Dal punto di vista evolutivo, i paleontologi ora ritengono quindi gli alligatori asiatici come originari delle regioni del sud-est della Cina, da cui si sarebbero successivamente spostati verso l'entroterra sfruttando l'elevato numero di percorsi fluviali che mettono in comunicazione queste due differenti aree dell'Asia. Ciò però non ha sorpreso più di tanto i biologi e i geografi. I fiumi che è possibile trovare ancora oggi in quest'area sono fra i più importanti dell'intero continente e sono anche fra i più lunghi dell'intero pianeta. Basti pensare ai fiumi Mekong o Yangtze per capire la grande disponibilità di acqua e di territorio di cui potevano godere questi animali.

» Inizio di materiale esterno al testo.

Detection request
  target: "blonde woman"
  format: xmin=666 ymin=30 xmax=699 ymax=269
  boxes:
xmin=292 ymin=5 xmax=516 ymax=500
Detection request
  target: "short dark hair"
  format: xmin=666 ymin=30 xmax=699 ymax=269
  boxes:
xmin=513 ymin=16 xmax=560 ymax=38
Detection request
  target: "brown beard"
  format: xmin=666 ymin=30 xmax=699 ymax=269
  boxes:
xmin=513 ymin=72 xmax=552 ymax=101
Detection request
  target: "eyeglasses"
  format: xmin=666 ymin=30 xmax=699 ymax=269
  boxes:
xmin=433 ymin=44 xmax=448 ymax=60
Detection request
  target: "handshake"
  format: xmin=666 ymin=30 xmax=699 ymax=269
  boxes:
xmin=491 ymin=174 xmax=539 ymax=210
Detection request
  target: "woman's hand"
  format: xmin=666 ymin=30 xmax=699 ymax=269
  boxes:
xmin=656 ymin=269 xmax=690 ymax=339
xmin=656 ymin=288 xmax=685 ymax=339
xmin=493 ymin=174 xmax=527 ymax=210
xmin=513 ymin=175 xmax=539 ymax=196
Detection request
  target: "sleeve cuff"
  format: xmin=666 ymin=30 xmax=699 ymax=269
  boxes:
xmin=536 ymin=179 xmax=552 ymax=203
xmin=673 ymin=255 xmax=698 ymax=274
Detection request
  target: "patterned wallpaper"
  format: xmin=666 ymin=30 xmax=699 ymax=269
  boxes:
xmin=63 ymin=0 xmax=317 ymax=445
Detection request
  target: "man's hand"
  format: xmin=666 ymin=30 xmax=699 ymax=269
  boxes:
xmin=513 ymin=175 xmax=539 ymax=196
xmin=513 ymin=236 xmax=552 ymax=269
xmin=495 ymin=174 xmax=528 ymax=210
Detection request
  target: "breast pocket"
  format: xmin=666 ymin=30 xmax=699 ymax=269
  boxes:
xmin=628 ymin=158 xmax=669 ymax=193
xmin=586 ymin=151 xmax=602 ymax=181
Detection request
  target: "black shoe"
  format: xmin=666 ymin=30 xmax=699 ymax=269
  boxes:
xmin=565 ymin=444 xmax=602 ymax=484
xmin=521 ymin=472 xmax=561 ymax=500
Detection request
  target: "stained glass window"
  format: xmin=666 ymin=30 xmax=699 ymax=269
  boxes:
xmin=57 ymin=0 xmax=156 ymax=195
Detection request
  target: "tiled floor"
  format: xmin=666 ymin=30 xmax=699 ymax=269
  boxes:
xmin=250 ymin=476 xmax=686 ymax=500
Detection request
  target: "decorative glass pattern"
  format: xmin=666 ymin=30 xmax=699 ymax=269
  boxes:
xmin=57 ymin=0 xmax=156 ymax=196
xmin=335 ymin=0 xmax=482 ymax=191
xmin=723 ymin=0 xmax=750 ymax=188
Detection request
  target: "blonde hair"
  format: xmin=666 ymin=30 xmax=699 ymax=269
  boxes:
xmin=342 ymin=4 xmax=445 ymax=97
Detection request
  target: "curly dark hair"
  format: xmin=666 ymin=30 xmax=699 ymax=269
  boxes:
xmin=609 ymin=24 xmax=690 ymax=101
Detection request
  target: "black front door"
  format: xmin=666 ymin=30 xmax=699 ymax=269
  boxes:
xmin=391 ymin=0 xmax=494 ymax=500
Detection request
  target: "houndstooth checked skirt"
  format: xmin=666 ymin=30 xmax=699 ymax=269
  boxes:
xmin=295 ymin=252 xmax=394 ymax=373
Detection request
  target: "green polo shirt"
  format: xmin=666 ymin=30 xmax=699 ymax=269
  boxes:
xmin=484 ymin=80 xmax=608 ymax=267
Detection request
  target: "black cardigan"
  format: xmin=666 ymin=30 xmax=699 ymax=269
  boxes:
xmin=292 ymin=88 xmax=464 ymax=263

I paleontologi hanno inoltre identificato diverse caratteristiche che rendono A. munensis una specie più arcaica rispetto a A. sinensis, dimostrando a tutti gli effetti che il cranio da loro ritrovato appartiene ad una specie differente ed immediatamente precedente alle forme attuali di alligatori. Tra queste caratteristiche arcaiche è possibile nominare un muso largo e corto, un cranio più alto rispetto la specie odierna, un numero ridotto di cavità dentali, che indica un minor numero di denti, e narici posizionate lontano dalla punta del muso.
A rendere però simili i due animali – almeno prendendo come punto di riferimento il cranio – è possibile osservare la presenza di una piccola apertura nel palato della bocca, una cresta sulla sommità del cranio, tipica proprio delle specie asiatiche, e una cresta rialzata di rinforzo dietro le narici, che contengono i recettori principali dell'olfatto.
A rendere però ancora più particolare il ritrovamento è l'analisi effettuata sulle cavità dentali del reperto. A. munensis sembra infatti essere dotato di pochi denti dalle notevoli dimensioni, soprattutto al livello posteriore della bocca. Questo ha suggerito agli esperti che l'animale potesse cibarsi di cibi particolarmente duri e difficili inghiottire per intero. In un primo momento si è pensato che questi denti potessero essere utili per frantumare le ossa di grandi erbivori, come avviene nelle piane del Serengeti in Africa, ma le tozze forme del muso dell'alligatore non permettono di supportare appieno questa teoria.
Alla fine è risultato chiaro che la dieta di questi antichi antenati degli alligatori asiatici moderni si cibavano di animali dotati di corazze, conchiglie e valve. Animali come lumache, cozze, mitili di vario tipo e talvolta persino crostacei, le cui superfici resistenti necessitavano di un apparato boccale forte e non troppo elastico per essere frantumate, con denti grandi in grado di perforare anche i materiali più duri.
I fiumi in cui attualmente vivono le specie odierne, ma anche i vecchi percorsi fluviali in cui abitavano i loro antenati, sono ancora oggi abitati da queste tipologie di prede ed è per questo che forse che si instaurò il primo conflitto fra questi alligatori e la nostra specie o con i nostri stretti parenti. Quando infatti sopraggiunse l'uomo, probabilmente, i rettili furono costretti ad allontanarsi dalle aree abitate dalla nostra specie.
Quel che è certo, è che gli alligatori asiatici odierni stanno rischiando l'estinzione per colpa della caccia che abbiamo effettuato nei loro confronti e per colpa dei diversi fattori antropici che minacciano habitat e corsi fluviali cinesi. La costruzione delle dighe e la presenza costante delle reti da pesca hanno infatti sterminato questa specie, anche durante il corso del Novecento.